BASF to buy Bayer assets for $7bn

December 2017  |  DEALFRONT  |  MERGERS & ACQUISITIONS

Financier Worldwide Magazine

December 2017 Issue


German chemical giant BASF has agreed to buy parts of Bayer’s seed and herbicide business in an $8.8bn, all-cash deal.

BASF will acquire a number of Bayer’s units, including the company’s Liberty, Basta and Finale non-selective herbicides, and the seed business for crops such as InVigor canola hybrids using the LibertyLink trait in North America, cotton in the Americas and Europe and soya beans in the Americas.

The unit sale is part of Bayer’s plan to assuage the concerns of the EU’s competition authority over its planned $66bn acquisition of US agrochemical and agricultural biotechnology corporation Monsanto Company.

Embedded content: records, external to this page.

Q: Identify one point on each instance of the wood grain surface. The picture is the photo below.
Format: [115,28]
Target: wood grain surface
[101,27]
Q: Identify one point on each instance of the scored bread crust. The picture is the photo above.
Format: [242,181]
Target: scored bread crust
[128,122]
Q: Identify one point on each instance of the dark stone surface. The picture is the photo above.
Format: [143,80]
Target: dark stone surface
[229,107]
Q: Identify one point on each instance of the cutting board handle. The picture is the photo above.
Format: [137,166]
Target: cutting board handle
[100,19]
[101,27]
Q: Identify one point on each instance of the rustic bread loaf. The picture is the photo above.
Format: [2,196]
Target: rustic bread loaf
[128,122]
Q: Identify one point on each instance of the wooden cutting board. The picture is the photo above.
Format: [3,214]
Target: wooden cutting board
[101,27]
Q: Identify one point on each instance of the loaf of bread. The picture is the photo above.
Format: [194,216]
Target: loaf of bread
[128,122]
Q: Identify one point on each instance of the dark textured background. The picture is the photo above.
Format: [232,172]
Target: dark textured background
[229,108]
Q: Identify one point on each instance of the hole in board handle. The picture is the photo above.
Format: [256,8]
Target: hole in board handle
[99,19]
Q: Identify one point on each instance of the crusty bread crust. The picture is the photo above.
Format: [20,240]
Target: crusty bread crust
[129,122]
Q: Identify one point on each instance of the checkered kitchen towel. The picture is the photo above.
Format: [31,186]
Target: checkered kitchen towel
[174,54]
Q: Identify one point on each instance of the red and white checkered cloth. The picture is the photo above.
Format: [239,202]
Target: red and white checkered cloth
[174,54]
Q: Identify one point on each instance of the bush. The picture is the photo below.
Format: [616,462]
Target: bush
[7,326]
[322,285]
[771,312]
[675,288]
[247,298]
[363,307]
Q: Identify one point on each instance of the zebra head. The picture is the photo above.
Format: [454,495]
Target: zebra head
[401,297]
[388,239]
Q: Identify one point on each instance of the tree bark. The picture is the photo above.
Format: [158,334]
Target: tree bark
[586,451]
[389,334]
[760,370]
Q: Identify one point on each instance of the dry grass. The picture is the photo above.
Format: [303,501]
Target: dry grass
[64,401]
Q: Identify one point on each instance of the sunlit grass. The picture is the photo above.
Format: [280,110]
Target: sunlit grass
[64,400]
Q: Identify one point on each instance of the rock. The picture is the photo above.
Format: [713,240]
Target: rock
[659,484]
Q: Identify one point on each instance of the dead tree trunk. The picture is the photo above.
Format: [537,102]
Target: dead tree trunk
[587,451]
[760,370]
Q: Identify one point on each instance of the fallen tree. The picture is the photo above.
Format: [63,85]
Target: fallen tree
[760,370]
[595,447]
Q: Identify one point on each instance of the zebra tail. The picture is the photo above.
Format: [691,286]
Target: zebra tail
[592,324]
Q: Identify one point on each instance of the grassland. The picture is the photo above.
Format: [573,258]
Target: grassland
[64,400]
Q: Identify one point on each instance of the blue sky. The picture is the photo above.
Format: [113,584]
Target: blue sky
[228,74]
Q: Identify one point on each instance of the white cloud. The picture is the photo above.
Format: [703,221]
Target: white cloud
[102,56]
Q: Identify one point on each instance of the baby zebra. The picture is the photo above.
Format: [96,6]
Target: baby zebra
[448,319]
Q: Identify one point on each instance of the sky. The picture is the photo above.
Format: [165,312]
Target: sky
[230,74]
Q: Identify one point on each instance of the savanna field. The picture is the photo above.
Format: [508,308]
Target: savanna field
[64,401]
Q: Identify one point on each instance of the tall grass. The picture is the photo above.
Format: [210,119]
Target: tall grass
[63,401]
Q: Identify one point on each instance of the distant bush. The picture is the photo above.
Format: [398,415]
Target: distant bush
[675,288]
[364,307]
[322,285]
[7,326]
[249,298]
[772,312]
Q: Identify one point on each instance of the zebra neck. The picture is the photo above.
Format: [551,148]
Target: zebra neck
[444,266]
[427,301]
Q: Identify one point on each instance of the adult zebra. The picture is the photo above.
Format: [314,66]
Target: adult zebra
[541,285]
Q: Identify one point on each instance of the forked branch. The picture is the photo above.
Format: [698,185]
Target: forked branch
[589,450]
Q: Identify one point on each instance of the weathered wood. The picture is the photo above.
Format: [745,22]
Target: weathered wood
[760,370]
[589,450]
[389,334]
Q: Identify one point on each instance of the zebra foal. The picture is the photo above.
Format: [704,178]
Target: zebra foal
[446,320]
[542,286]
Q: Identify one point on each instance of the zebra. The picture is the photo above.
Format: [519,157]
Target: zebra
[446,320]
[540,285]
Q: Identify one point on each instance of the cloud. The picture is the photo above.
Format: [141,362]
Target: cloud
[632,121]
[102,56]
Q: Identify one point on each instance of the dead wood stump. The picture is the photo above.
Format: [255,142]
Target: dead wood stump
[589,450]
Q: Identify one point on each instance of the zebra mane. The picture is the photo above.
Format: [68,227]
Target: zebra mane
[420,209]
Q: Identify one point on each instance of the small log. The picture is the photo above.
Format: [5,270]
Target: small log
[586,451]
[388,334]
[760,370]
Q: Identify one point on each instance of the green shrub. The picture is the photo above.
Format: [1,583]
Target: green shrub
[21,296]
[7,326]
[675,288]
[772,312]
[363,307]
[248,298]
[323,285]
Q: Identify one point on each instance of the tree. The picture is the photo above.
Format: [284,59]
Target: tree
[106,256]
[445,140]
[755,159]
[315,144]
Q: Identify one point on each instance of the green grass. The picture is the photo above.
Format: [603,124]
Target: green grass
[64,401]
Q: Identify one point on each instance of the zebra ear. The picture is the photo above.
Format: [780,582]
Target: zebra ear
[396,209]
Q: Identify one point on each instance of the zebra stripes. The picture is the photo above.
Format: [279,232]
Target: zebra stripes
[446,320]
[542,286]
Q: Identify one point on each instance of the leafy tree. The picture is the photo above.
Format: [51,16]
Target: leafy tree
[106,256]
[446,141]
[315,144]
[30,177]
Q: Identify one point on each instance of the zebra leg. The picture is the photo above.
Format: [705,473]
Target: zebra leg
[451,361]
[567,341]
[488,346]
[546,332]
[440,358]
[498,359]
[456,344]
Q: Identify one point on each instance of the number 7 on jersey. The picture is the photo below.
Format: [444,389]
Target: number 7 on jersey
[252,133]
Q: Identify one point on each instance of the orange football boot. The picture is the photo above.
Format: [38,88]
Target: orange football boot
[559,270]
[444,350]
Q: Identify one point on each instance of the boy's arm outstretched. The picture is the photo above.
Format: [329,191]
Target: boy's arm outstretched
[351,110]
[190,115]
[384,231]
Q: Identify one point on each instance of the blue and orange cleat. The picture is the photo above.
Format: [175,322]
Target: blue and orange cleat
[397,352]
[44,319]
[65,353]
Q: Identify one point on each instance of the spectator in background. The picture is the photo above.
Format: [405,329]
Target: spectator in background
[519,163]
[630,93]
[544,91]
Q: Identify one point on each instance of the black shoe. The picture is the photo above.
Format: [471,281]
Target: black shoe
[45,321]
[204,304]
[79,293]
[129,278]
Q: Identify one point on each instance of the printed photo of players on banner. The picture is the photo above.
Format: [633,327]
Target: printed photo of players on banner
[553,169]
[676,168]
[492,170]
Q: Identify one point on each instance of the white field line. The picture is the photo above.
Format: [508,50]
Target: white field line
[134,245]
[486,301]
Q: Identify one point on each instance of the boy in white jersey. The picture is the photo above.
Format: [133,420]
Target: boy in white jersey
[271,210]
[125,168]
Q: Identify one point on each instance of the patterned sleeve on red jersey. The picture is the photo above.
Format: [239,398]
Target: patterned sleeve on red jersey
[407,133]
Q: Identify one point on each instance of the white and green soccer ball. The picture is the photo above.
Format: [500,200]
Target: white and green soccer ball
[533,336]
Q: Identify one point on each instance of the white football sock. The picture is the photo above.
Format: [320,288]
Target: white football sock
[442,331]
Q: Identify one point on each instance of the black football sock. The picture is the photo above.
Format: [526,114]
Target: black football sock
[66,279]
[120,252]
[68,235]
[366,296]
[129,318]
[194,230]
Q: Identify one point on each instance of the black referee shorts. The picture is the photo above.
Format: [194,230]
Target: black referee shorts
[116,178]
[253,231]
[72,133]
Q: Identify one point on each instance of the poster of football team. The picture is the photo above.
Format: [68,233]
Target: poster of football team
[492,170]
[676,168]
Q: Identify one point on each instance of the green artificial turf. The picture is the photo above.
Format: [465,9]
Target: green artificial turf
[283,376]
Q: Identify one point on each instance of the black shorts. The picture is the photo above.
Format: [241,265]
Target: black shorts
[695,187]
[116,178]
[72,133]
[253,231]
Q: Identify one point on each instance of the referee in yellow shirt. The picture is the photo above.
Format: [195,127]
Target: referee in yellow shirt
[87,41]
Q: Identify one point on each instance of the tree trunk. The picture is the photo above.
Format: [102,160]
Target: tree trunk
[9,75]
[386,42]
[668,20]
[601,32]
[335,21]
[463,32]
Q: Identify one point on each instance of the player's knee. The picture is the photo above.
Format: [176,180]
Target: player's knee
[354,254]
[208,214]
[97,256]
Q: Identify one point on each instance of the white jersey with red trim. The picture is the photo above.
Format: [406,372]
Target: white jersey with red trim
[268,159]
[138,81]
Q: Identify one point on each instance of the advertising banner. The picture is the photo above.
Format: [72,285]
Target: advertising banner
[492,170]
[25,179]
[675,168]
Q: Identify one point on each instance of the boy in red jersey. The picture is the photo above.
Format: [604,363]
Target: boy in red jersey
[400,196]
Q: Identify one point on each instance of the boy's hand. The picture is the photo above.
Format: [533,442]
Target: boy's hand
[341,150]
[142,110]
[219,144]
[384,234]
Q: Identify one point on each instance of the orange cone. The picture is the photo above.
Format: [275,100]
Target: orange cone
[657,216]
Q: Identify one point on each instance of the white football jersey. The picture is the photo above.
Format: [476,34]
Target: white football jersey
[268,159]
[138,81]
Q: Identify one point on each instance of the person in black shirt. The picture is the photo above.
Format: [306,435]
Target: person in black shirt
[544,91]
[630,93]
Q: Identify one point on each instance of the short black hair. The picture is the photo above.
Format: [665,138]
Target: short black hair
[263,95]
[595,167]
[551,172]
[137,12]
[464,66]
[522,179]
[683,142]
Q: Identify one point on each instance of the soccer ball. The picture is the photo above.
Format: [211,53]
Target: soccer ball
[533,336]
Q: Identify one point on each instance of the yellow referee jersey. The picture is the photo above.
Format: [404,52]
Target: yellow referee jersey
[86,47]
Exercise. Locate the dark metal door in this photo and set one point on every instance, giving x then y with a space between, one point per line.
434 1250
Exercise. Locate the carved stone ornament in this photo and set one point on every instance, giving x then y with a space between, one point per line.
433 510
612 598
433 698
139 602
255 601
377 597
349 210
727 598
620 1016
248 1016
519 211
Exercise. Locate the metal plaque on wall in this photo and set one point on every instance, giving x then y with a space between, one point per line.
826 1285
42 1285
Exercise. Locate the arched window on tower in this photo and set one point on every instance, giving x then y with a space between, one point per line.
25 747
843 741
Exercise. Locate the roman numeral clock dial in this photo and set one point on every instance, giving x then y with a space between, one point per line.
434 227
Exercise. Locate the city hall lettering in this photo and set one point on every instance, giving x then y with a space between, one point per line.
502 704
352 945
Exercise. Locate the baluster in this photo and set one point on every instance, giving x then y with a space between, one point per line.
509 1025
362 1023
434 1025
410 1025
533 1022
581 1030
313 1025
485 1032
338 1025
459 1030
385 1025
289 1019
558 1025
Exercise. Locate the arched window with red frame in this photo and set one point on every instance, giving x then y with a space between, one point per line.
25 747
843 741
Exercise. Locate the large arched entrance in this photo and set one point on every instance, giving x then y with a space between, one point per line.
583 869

Bayer had previously offered to sell assets worth around $2.5bn to complete the deal; however the European Commission said that the divestments offered by Bayer did not go far enough and so launched an in-depth investigation of the deal in August.

In 2016, sales of the assets to be purchased from Bayer amounted to around $1.5bn and generated earnings before interest, taxes, depreciation and amortisation (EBITDA) of around $455m. The transaction is subject to the closing of Bayer’s acquisition of Monsanto and approval by relevant authorities. It is expected to close in the first quarter of 2018, though European regulators are not expected to conclude their review of the Monsanto-Bayer transaction before January.

“We are taking into account the potential concerns of the regulating authorities to make a successful completion of the Monsanto transaction possible,” said Werner Baumann, chief executive of Bayer. “We are also glad that we have found a serious buyer in BASF, who continue to think about the needs of farmers and offer our employees good prospects for the future.”

BASF is paying 15 times EBITDA for the Bayer assets, and the company has said the deal will be earnings per share accretive in the first year. BASF will gain 1800 additional employees, the relevant intellectual property and a number of facilities as part of the deal.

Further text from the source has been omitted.